Art. 42. Serão incluídas nas bases de dados dos órgãos oficiais as estatísticas sobre a violência doméstica e familiar contra a mulher.

Art. 43. Os casos de violência doméstica e familiar contra a mulher, previstos nesta Lei, ainda que não tenham sido julgados, constarão de cadastro específico, de conhecimento reservado da autoridade judiciária e do Ministério Público.

§ 1o Caberá às Varas e aos Juizados Especiais de Violência Doméstica e Familiar a elaboração do cadastro referido no caput.

§ 2o Enquanto não estruturados as Varas e os Juizados Especiais previstos no art. 38, o cadastro de violência doméstica será elaborado nas Varas Criminais e Juizados Especiais Criminais.

Art. 44. Serão estabelecidas dotações orçamentárias específicas, em cada exercício financeiro, para a implementação das medidas estabelecidas nesta Lei.

Art. 45. As obrigações previstas nesta Lei não excluem outras decorrentes dos princípios por ela adotados.

Art. 46. O art. 313 do Decreto-Lei no 3.689, de 3 de outubro de 1941 (Código de Processo Penal) passa a vigorar acrescido do seguinte inciso:

“IV – se o crime envolver violência doméstica e familiar contra a mulher, qualquer que seja a pena aplicada.” (NR)

Art. 47. Esta Lei entra em vigor na data de sua publicação.

Brasília,

EM n° 016 – SPM/PR

Brasília, 16 de novembro de 2004.

Excelentíssimo Senhor Presidente da República,

1. Submetemos à consideração de Vossa Excelência proposta de Projeto de Lei que cria mecanismos para coibir a violência doméstica e familiar contra a mulher, nos termos do § 8° do art. 226 da Constituição Federal.

2. A presente propositura foi elaborada pelo Grupo de Trabalho Interministerial criado pelo Decreto n° 5.030, de 31 de março de 2004, integrado pelos seguintes órgãos: Secretaria Especial de Políticas para as Mulheres, da Presidência da República, na condição de coordenadora; Casa Civil da Presidência da República; Advocacia-Geral da União; Ministério da Saúde; Secretaria Especial dos Direitos Humanos da Presidência da República; Secretaria Especial de Políticas de Promoção da Igualdade Racial da Presidência da República; Ministério da Justiça e Secretaria Nacional de Segurança Pública/MJ.

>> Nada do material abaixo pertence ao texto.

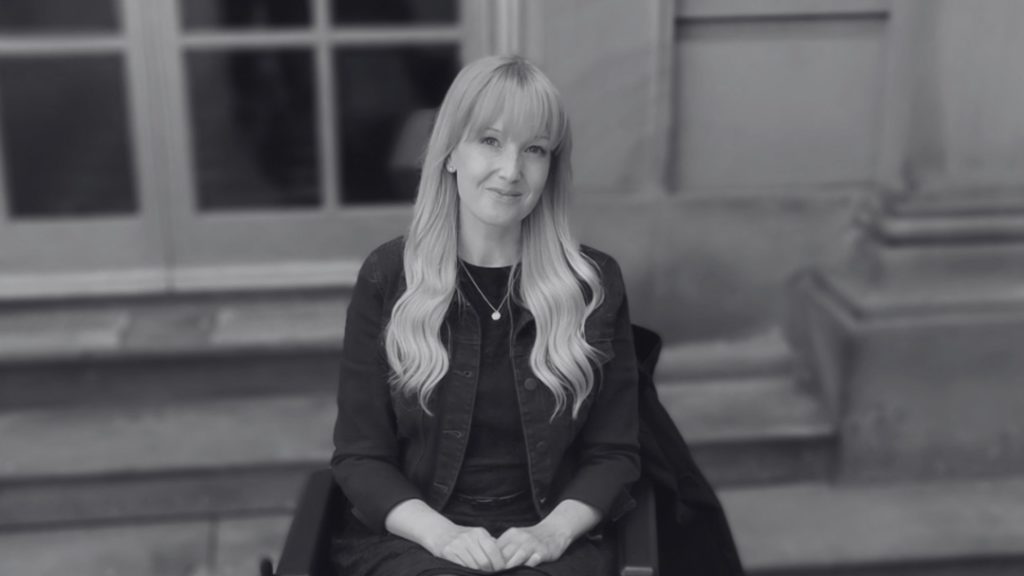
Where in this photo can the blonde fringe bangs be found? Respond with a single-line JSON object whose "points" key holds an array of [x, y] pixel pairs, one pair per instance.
{"points": [[555, 275]]}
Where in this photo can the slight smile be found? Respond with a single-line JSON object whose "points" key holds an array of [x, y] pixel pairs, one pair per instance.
{"points": [[505, 194]]}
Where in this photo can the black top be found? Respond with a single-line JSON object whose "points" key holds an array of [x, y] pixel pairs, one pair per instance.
{"points": [[495, 463]]}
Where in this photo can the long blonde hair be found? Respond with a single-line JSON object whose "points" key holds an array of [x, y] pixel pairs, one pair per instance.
{"points": [[558, 284]]}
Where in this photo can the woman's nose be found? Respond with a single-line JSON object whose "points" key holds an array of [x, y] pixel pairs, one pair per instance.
{"points": [[510, 164]]}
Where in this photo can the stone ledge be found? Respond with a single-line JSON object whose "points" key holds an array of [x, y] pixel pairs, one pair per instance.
{"points": [[171, 326], [833, 529], [745, 410], [766, 353], [209, 435], [144, 498]]}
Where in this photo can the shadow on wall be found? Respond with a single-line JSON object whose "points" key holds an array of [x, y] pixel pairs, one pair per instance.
{"points": [[716, 266]]}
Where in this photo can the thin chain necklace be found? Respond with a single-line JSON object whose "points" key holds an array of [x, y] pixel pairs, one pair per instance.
{"points": [[496, 312]]}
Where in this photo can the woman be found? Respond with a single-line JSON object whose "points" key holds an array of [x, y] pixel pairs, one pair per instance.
{"points": [[487, 400]]}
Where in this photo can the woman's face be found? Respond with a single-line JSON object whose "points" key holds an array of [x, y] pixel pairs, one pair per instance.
{"points": [[501, 174]]}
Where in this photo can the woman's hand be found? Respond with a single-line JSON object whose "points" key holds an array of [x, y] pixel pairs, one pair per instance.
{"points": [[547, 540], [468, 546], [532, 544]]}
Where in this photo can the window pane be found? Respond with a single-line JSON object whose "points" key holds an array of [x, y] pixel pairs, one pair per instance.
{"points": [[388, 97], [254, 125], [55, 15], [394, 11], [244, 13], [66, 139]]}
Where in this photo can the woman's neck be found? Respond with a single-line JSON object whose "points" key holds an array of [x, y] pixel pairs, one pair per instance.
{"points": [[489, 247]]}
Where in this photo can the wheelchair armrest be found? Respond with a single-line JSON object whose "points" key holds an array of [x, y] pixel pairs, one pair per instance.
{"points": [[306, 548], [637, 535]]}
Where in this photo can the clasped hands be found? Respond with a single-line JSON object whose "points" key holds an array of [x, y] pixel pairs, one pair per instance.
{"points": [[474, 547]]}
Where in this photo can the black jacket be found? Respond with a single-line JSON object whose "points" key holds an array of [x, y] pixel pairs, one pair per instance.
{"points": [[693, 534], [388, 450]]}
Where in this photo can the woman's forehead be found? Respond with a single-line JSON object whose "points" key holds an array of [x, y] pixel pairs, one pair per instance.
{"points": [[518, 128], [520, 118]]}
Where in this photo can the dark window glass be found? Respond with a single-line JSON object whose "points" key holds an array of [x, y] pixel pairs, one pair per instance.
{"points": [[388, 97], [394, 11], [55, 15], [66, 142], [245, 13], [254, 125]]}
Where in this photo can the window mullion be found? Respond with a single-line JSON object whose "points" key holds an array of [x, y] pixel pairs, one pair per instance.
{"points": [[326, 108]]}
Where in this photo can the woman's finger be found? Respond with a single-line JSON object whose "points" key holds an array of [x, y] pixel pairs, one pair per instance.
{"points": [[476, 550], [489, 547], [535, 559], [462, 557], [518, 558]]}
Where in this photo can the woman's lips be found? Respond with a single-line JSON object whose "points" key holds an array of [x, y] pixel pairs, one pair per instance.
{"points": [[505, 193]]}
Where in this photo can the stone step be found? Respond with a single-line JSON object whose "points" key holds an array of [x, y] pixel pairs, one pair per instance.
{"points": [[203, 436], [223, 546], [157, 351], [172, 326], [758, 429], [762, 354], [923, 296], [111, 462], [996, 263], [932, 393], [937, 529]]}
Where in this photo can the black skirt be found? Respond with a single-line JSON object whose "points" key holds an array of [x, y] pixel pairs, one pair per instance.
{"points": [[358, 551]]}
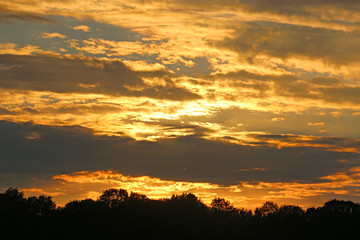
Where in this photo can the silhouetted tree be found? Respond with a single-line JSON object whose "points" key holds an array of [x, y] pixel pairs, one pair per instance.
{"points": [[114, 197], [41, 206], [221, 205], [266, 209]]}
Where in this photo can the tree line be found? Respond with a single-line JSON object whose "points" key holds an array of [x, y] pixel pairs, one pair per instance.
{"points": [[118, 214]]}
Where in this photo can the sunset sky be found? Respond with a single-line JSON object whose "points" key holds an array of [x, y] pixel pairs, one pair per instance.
{"points": [[248, 100]]}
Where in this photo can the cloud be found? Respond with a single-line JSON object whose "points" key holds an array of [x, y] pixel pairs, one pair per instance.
{"points": [[82, 28], [51, 150], [290, 41], [90, 184], [83, 75], [53, 35]]}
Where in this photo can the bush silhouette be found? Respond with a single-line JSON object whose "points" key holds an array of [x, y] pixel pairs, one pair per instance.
{"points": [[120, 215]]}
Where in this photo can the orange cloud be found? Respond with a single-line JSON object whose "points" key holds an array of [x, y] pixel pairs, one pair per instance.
{"points": [[85, 184], [82, 28], [53, 35]]}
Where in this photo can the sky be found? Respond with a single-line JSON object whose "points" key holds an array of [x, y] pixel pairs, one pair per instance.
{"points": [[247, 100]]}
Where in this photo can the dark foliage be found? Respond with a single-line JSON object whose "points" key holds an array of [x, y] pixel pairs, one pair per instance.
{"points": [[120, 215]]}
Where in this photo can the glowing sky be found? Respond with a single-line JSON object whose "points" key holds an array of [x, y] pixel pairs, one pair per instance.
{"points": [[251, 100]]}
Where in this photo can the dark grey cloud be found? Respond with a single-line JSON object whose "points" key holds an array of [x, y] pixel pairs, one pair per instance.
{"points": [[35, 149], [68, 75], [285, 41], [9, 16]]}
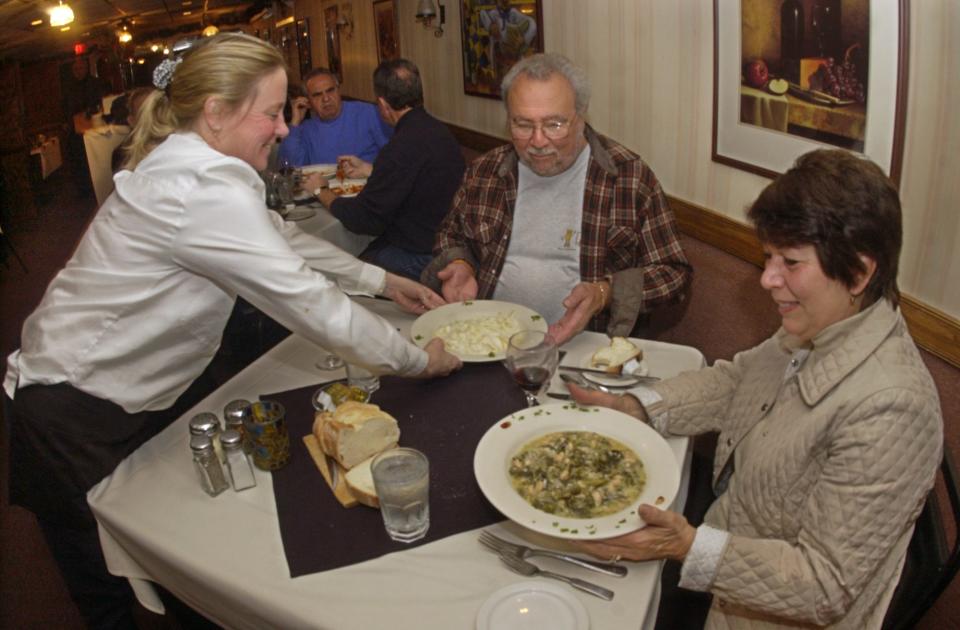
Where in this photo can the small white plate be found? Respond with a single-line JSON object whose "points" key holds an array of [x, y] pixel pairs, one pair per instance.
{"points": [[581, 358], [339, 187], [422, 330], [299, 213], [491, 464], [532, 605]]}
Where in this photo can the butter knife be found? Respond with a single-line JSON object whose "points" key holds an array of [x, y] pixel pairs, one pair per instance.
{"points": [[636, 377]]}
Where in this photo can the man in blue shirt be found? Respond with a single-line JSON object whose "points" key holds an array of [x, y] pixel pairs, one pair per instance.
{"points": [[335, 128]]}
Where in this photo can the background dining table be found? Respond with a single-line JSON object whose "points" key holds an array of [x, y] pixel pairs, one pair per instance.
{"points": [[225, 556]]}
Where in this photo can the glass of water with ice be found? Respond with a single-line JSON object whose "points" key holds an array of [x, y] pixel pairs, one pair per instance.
{"points": [[401, 477]]}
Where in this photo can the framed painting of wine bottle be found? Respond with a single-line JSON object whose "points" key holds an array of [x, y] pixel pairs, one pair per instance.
{"points": [[791, 76]]}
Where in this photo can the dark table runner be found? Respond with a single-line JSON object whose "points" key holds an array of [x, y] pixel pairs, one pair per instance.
{"points": [[444, 418]]}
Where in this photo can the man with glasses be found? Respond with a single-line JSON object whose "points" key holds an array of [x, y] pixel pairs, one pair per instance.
{"points": [[563, 220], [335, 128]]}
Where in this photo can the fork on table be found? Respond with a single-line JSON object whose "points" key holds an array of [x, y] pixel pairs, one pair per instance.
{"points": [[504, 547], [529, 569]]}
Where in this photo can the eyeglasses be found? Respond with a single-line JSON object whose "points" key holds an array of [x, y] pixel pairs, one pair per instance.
{"points": [[552, 129]]}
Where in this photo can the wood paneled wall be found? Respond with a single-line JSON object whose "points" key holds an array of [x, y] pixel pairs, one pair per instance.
{"points": [[651, 66]]}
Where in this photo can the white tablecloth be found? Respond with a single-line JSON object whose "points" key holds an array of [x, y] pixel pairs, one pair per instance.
{"points": [[327, 226], [224, 556], [99, 143]]}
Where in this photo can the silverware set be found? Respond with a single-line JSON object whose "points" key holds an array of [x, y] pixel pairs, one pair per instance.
{"points": [[514, 556]]}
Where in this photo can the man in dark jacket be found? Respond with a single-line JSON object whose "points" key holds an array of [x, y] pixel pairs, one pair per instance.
{"points": [[411, 182]]}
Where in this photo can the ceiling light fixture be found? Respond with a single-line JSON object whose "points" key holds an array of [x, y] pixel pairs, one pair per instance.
{"points": [[427, 12], [61, 15]]}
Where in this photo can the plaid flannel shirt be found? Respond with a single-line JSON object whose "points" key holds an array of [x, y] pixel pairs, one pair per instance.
{"points": [[628, 233]]}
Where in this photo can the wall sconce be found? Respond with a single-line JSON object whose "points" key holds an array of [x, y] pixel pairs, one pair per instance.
{"points": [[427, 12], [61, 15], [345, 21]]}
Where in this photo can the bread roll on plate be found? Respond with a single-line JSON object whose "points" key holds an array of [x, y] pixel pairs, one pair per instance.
{"points": [[611, 358], [355, 432]]}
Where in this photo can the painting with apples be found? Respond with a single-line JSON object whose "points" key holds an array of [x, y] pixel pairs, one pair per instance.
{"points": [[794, 75]]}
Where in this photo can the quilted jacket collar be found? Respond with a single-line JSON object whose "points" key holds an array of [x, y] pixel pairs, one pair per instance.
{"points": [[840, 348]]}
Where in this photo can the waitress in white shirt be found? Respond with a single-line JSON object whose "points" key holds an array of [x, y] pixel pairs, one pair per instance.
{"points": [[138, 311]]}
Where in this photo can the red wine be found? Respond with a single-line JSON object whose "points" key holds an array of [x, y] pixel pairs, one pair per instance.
{"points": [[531, 378]]}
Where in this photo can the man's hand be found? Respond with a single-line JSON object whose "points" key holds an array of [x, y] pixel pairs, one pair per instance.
{"points": [[412, 296], [458, 282], [298, 110], [667, 535], [584, 301], [353, 167], [441, 362]]}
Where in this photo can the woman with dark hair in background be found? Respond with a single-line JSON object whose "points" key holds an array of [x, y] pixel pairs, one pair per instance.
{"points": [[830, 431]]}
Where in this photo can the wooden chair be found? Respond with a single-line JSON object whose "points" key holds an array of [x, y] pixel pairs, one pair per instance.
{"points": [[931, 562]]}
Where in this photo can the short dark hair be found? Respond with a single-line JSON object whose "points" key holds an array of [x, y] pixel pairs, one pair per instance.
{"points": [[397, 81], [843, 205]]}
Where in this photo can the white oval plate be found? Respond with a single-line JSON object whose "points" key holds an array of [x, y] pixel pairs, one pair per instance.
{"points": [[580, 357], [491, 462], [338, 187], [421, 331], [532, 605]]}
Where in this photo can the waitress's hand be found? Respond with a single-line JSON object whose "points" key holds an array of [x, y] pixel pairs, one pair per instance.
{"points": [[626, 403], [667, 535], [441, 362], [412, 296], [353, 167], [458, 281]]}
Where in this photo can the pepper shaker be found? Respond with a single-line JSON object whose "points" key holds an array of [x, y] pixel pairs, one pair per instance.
{"points": [[233, 415], [208, 468], [241, 471], [208, 424]]}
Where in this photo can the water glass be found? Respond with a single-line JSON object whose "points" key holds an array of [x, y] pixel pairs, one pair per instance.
{"points": [[401, 477], [362, 378]]}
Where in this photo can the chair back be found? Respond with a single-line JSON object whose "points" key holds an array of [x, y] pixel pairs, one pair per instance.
{"points": [[931, 562]]}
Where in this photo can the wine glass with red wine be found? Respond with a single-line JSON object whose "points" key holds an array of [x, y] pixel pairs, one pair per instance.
{"points": [[532, 357]]}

3. Em março do corrente ano, foi encaminhada pelo Consórcio de Organizações Não-Governamentais Feministas proposta de anteprojeto de Lei para subsidiar as discussões do Grupo de Trabalho Interministerial instituído com a finalidade de elaborar proposta de medida legislativa para coibir a violência doméstica e familiar contra a mulher.

4. A proposta foi amplamente discutida com representantes da sociedade civil e órgãos diretamente envolvidos na temática, tendo sido objeto de diversas oitivas, debates, seminários e oficinas.

5. A Constituição Federal, em seu art. 226, § 8º, impõe ao Estado assegurar a “assistência à família, na pessoa de cada um dos que a integram, criando mecanismos para coibir a violência, no âmbito de suas relações”. A Constituição demonstra, expressamente, a necessidade de políticas públicas no sentido de coibir e erradicar a violência doméstica.

6. O projeto delimita o atendimento às mulheres vítimas de violência doméstica e familiar, por entender que a lógica da hierarquia de poder em nossa sociedade não privilegia as mulheres. Assim, busca atender aos princípios de ação afirmativa que têm por objetivo implementar “ações direcionadas a segmentos sociais,historicamente discriminados, como as mulheres, visando a corrigir desigualdades e a promover a inclusão social por meio de políticas públicas específicas, dando a estes grupos um tratamento diferenciado que possibilite compensar as desvantagens sociais oriundas da situação de discriminação e exclusão a que foram expostas”1.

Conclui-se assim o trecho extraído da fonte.